Security agencies are working to ascertain a claim made by Naxals that they abducted a CoBRA commando after the ambush in Chhattisgarh on Saturday that left at least 22 security personnel dead, official sources said.
A top officer in the security establishment said that they have "reasons to believe" that this claim, made over phone on Sunday evening to a journalist based in Bijapur by a purported Maoist group, is true.
"We have not been able to locate commando Rakeshwar Singh Minhas of the 210th CoBRA battalion till now. However, we do not have concrete evidence to substantiate the claim made by some naxal elements that he has been taken away by them," a senior officer said.
He said multiple units of the security forces are still out in the jungles to look for the commando who hails from Jammu, and also to intercept movement of the ultras.
Constable Minhas was with the unit that went out for the anti-Naxal operation on Saturday morning.
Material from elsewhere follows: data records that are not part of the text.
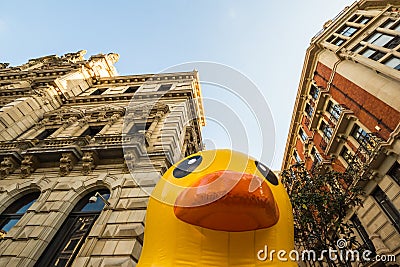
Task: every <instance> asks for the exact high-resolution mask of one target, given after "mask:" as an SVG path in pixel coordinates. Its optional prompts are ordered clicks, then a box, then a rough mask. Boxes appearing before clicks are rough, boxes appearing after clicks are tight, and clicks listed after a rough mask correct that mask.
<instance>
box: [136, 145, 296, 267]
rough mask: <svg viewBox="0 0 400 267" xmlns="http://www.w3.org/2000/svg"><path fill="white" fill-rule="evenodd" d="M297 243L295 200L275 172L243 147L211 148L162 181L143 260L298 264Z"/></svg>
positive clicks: (233, 264)
mask: <svg viewBox="0 0 400 267" xmlns="http://www.w3.org/2000/svg"><path fill="white" fill-rule="evenodd" d="M293 249H294V237H293V218H292V208H291V204H290V201H289V198H288V195H287V193H286V191H285V189H284V187H283V185H282V184H281V182H280V181H279V179H278V178H277V177H276V176H275V174H274V173H273V172H272V171H269V169H268V168H267V167H266V166H265V165H263V164H262V163H260V162H258V161H255V160H253V159H251V158H249V157H248V156H247V155H245V154H242V153H239V152H235V151H231V150H210V151H203V152H199V153H196V154H192V155H190V156H188V157H187V158H185V159H183V160H181V161H180V162H178V163H177V164H175V165H173V166H172V167H171V168H170V169H168V171H167V172H166V173H165V174H164V175H163V177H162V178H161V179H160V181H159V182H158V183H157V185H156V187H155V189H154V191H153V192H152V195H151V198H150V201H149V205H148V209H147V215H146V225H145V235H144V244H143V249H142V254H141V257H140V260H139V263H138V265H137V266H138V267H177V266H193V267H194V266H196V267H197V266H204V267H224V266H229V267H233V266H235V267H254V266H297V264H296V262H295V261H293V260H291V257H289V253H290V251H292V250H293ZM279 251H281V252H279ZM282 251H284V252H282ZM278 254H279V256H278Z"/></svg>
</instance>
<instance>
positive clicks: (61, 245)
mask: <svg viewBox="0 0 400 267" xmlns="http://www.w3.org/2000/svg"><path fill="white" fill-rule="evenodd" d="M96 192H98V193H99V194H100V195H102V196H103V197H104V198H105V199H108V198H109V197H110V192H109V191H108V190H106V189H101V190H97V191H93V192H91V193H89V194H86V195H85V196H84V197H83V198H82V199H81V200H80V201H79V202H78V203H77V204H76V205H75V207H74V209H73V210H72V212H71V213H70V214H69V215H68V217H67V219H66V220H65V222H64V223H63V225H61V227H60V229H59V230H58V232H57V234H56V236H55V237H54V238H53V239H52V240H51V242H50V243H49V245H48V246H47V248H46V250H45V252H44V253H43V254H42V255H41V256H40V258H39V260H38V261H37V262H36V264H35V266H36V267H41V266H71V264H72V262H73V261H74V259H75V257H76V255H78V253H79V250H80V249H81V247H82V245H83V244H84V241H85V240H86V237H87V236H88V234H89V232H90V229H91V228H92V226H93V224H94V223H95V221H96V219H97V217H98V216H99V214H100V212H101V211H102V209H103V207H104V205H105V204H104V202H103V201H102V200H101V198H100V197H98V196H97V199H95V201H94V199H93V198H92V199H91V197H93V196H95V194H96ZM92 201H94V202H92Z"/></svg>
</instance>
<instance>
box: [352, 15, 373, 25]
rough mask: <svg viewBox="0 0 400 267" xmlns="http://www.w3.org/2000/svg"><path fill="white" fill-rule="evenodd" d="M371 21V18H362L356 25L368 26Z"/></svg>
mask: <svg viewBox="0 0 400 267" xmlns="http://www.w3.org/2000/svg"><path fill="white" fill-rule="evenodd" d="M370 20H371V18H369V17H364V16H361V17H360V18H359V19H358V20H357V21H356V23H359V24H367V23H368V22H369V21H370Z"/></svg>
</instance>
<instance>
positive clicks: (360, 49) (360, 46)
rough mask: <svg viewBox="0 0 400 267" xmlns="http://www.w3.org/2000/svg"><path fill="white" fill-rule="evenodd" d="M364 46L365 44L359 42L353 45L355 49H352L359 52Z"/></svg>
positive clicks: (354, 52) (357, 52)
mask: <svg viewBox="0 0 400 267" xmlns="http://www.w3.org/2000/svg"><path fill="white" fill-rule="evenodd" d="M363 47H364V46H363V45H360V44H358V45H356V46H355V47H353V49H351V51H352V52H354V53H358V52H359V51H360V50H361V48H363Z"/></svg>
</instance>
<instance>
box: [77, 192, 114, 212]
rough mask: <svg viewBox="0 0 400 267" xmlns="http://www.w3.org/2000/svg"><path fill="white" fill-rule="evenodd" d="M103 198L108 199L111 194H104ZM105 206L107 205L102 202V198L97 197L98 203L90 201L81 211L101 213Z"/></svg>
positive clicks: (85, 205) (97, 201) (87, 203)
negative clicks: (98, 212)
mask: <svg viewBox="0 0 400 267" xmlns="http://www.w3.org/2000/svg"><path fill="white" fill-rule="evenodd" d="M93 195H94V194H93ZM102 196H103V197H104V198H105V199H108V198H109V197H110V194H109V193H105V194H102ZM104 205H105V204H104V202H103V201H102V200H101V198H100V197H97V200H96V202H90V201H88V203H87V204H86V205H85V206H84V207H83V208H82V209H81V211H101V210H102V209H103V207H104Z"/></svg>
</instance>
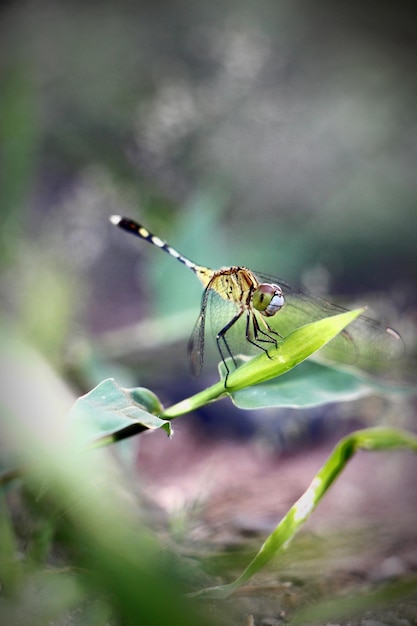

His buddy, another officer said, was killed in the ambush in which 22 troopers were killed and 31 others injured.
The Commando Battalion for Resolute Action is the specialised unit of the Central Reserve Police Force that was raised in 2009 to undertake intelligence-based operations against Maoists and insurgents in the north east.
Out of the 22 fatalities in the Saturday naxal attack, the Central Reserve Police Force lost eight men, including seven CoBRA commandos, while one jawan is from the Bastariya battalion, eight from the DRG and five from the Special Task Force.
Senior CRPF officers, state police officials along with Union Home Minister Amit Shah and Chhattisgarh Chief Minister Bhupesh Baghel are in Jagdalpur to review the situation in the aftermath of the deadly attack.